✂️ Liberação de Diastematomielia com Ressecção do Septo
> "Separando o que nunca deveria ter estado unido, liberando a medula que nasceu presa por uma barreira óssea ou fibrosa."
📋 O que é?
Cirurgia para tratar a diastematomielia — malformação congênita rara onde a medula espinhal está dividida em dois hemicordões por um septo (parede) ósseo ou fibroso que atravessa o canal espinhal.
É como se a medula tivesse nascido com uma "parede divisória" no meio, puxando-a para baixo (síndrome da medula presa) e causando déficits neurológicos progressivos.
🎯 Quando é indicada?
🎗️ Diastematomielia com sintomas neurológicos progressivos (dor, fraqueza)

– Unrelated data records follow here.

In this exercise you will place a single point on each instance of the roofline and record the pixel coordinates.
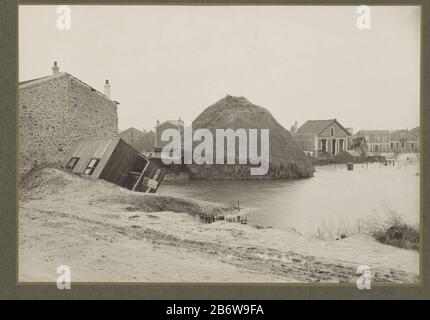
(31, 82)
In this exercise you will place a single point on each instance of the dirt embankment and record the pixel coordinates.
(107, 233)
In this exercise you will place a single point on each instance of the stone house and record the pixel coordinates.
(377, 140)
(57, 110)
(328, 136)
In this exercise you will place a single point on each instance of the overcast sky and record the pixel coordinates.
(300, 63)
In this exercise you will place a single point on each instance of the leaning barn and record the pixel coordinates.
(115, 161)
(57, 110)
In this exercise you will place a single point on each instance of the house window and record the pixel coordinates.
(72, 163)
(91, 167)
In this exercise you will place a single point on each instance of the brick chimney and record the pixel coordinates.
(55, 68)
(107, 89)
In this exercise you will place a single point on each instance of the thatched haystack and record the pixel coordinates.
(287, 160)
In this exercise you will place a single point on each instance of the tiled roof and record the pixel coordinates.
(401, 134)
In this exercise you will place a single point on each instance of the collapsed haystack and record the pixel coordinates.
(287, 160)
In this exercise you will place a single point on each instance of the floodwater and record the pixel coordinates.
(334, 201)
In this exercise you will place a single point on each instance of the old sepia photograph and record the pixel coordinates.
(219, 144)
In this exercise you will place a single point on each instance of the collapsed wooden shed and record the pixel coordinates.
(115, 161)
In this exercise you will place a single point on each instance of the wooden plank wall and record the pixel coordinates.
(121, 161)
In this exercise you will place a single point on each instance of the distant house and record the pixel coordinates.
(115, 161)
(377, 140)
(331, 136)
(57, 110)
(133, 137)
(308, 142)
(168, 124)
(404, 141)
(415, 131)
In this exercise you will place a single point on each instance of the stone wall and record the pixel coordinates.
(55, 113)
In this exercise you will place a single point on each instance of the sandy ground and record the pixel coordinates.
(106, 233)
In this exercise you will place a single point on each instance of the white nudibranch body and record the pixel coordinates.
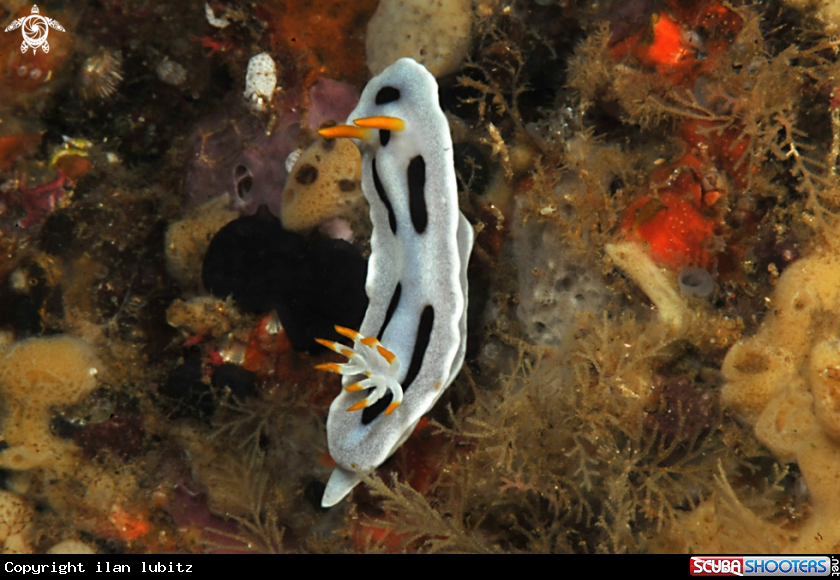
(412, 341)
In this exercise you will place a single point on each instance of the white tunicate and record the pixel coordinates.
(696, 282)
(260, 81)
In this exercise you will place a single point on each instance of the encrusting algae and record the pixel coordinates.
(652, 332)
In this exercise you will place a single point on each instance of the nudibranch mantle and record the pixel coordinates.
(417, 274)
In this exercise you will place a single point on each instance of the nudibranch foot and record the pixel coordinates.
(372, 360)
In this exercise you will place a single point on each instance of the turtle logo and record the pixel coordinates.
(35, 31)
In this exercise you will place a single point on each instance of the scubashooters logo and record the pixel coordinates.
(761, 566)
(35, 29)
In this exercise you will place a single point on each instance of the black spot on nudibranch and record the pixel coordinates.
(392, 307)
(392, 219)
(387, 95)
(417, 193)
(424, 336)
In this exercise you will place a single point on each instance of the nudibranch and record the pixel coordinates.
(412, 340)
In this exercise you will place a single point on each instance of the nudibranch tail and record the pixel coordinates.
(344, 131)
(386, 123)
(361, 128)
(368, 357)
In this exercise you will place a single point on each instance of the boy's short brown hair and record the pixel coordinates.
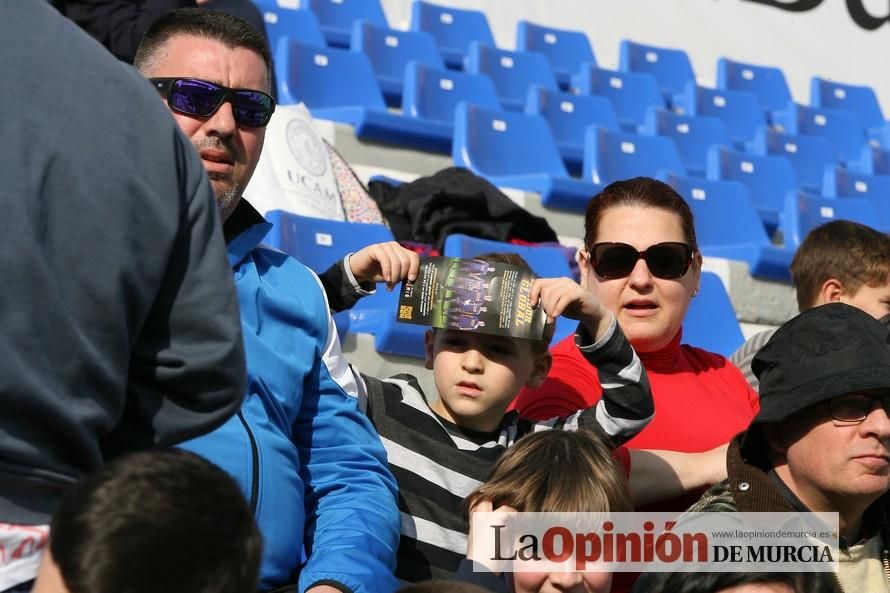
(556, 471)
(852, 253)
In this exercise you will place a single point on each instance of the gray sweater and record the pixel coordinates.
(119, 325)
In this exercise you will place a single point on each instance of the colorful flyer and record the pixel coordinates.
(474, 295)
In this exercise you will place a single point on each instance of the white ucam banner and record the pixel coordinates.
(844, 40)
(294, 173)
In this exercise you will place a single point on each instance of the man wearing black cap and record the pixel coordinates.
(821, 441)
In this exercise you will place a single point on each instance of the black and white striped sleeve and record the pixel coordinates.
(626, 406)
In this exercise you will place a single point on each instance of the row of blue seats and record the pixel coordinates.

🎗️ Alterações da função da bexiga ou intestino
🎗️ Deformidades dos pés (pes cavus, marcha anormal)
🎗️ Dor de coluna persistente ou escoliose progressiva
🎗️ Medula presa associada (tethered cord)
🔧 Tipos de abordagem
🦴 Ressecção do Septo Ósseo Remoção da barreira óssea que divide a medula — técnica mais complexa devido à dureza do osso próximo à medula.
🧵 Ressecção do Septo Fibroso Remoção de barreira de tecido fibroso (cole bande) — mais maleável, menor risco.
🌊 Liberação com Duraplastia Após remover o septo, ampliação da duramáter para acomodar a medula livre.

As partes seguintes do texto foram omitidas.